Sosyal Medya

İSLAM

Sefa Geldin ey Mübarek Ramazan

Peygamber Efendimiz bu manayı ihtiva eden hadisi şeriflerinde şöyle buyurmaktadır: “Ramazan ayı, Ramazan diye isimlendirildi çünkü o günahları yakar (yok eder)

ÖMER ARİF

Ramazan-ı Şerif; bereketin sağnak sağnak yağdığı, füyuzât-ı İlâhiyye’nin âfâkı ve enfüsü kapladığı, sevapların kat kat katlandığı, kalplerin rahatladığı, Rabbimizin kullarının birbirleriyle hayırda yarıştığına nazar edip razı olduğu, meleklerine, kullarını gösterip onlarla öğündüğü mübarek bir aydır.
 
 On iki ayın sultanı Ramazan-ı Şerif’i hasretle beklemenin sırrı, RAMAZAN lafzının mânâsında gizlidir. “Ramazan, lügat olarak yakıp yok eden” demektir. Peygamber Efendimiz bu manayı ihtiva eden hadisi şeriflerinde şöyle buyurmaktadır: “Ramazan ayı, Ramazan diye isimlendirildi çünkü o günahları yakar (yok eder).” (Camiu’s-Sağir, 2596). O günah ki dilde ağırlık, kabirde karanlık, sıratta boyunda yük, mahşerde rezillik, mizanda sefillik, huzuru İlâhiyye’de divana durulduğunda kula darlıktır.Kurtuluş yılın tamamına kıvamını verecek olan Ramazan-ı ihya etmektir.

Cennet rükünlerinden olan Uhud, şehitleriyle Ramazana bir başka hazırlanır.
Cennet kapılarını açıp cehennem kapılarını kapatacak ve şeytanları zincirlere vurmakla görevli melekler Ramazanın gelişine tarif edilmez bir mana ile bakar.

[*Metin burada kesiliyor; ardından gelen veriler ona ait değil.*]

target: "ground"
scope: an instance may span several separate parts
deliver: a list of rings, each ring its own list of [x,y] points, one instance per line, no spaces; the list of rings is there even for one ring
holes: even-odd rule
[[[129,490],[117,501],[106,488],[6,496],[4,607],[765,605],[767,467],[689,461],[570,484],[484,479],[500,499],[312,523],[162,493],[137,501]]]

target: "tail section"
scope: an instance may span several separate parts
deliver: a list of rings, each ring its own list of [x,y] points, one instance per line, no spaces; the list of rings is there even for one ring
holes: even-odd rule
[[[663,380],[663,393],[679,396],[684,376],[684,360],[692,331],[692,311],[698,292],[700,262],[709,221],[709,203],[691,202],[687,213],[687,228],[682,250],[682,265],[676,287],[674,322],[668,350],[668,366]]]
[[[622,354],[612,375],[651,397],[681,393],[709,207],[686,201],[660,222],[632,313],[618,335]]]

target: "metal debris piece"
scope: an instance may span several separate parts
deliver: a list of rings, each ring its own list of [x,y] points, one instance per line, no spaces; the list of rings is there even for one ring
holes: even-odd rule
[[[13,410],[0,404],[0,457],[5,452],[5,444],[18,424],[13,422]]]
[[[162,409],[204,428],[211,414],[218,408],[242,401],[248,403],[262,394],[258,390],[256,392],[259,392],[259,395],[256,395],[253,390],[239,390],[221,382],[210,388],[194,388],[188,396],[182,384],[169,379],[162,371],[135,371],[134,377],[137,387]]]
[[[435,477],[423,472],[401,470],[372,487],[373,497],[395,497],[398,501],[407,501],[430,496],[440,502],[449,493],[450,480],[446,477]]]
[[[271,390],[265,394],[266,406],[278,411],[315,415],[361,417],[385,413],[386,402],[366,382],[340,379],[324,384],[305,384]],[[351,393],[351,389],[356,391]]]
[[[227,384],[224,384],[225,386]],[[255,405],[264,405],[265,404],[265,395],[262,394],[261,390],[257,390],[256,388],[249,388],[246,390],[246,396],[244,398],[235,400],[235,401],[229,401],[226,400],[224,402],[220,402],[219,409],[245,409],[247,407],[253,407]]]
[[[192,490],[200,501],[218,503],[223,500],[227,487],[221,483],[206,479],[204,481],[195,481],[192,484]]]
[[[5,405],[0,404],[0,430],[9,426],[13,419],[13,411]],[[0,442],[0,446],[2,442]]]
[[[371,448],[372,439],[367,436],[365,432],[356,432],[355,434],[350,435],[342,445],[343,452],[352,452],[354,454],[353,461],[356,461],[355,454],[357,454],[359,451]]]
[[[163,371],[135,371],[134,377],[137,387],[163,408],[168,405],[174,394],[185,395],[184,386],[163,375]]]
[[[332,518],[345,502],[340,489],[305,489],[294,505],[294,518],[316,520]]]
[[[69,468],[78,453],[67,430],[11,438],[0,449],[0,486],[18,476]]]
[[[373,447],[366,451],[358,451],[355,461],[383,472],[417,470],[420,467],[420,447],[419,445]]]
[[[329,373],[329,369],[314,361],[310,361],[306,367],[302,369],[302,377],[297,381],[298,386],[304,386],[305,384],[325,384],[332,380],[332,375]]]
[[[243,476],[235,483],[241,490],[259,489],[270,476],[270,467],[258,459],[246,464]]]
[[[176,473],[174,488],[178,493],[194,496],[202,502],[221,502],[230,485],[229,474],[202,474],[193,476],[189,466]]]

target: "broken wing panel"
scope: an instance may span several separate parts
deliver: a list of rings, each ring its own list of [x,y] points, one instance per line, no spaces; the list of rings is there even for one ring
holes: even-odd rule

Ramazan umrecileri ayların sultanında farklı bir neşeyle lebbeyk sedalarını terennüm edebilmenin heyacanına kapılır.
Kuran bülbüllerini Ramazan hatimleri heyecanı kuşatır.Teravih için mescidlere koşan abidler müezzin efendinin salat-i teravihe niyyet..tabirini özlemle bekler.
Alemlerin Rabbinin meleklerine övündüğü Arafat Meydanında el kaldırıp dua edecek müminler, kendilerine melekleri şahit tutmak için Ramazan-ı Şerifi özlemle gözlerler.
 
Bin aydan daha hayırlı Kadir Gecesi’nin görevli melekleri Allah’ı zikreden kullarına dua ve istiğfar etmenin ve onlar için af dilemenin zevkini tekrar bir kez daha yaşamak için bu geceyi hasretle beklerler.
Gözünü göğe diken günahkar kullar cehennemden azatlı kullar defterine yazılmaları tazarru ve niyazıyla “Gel 11 ayın sultanı.” derler.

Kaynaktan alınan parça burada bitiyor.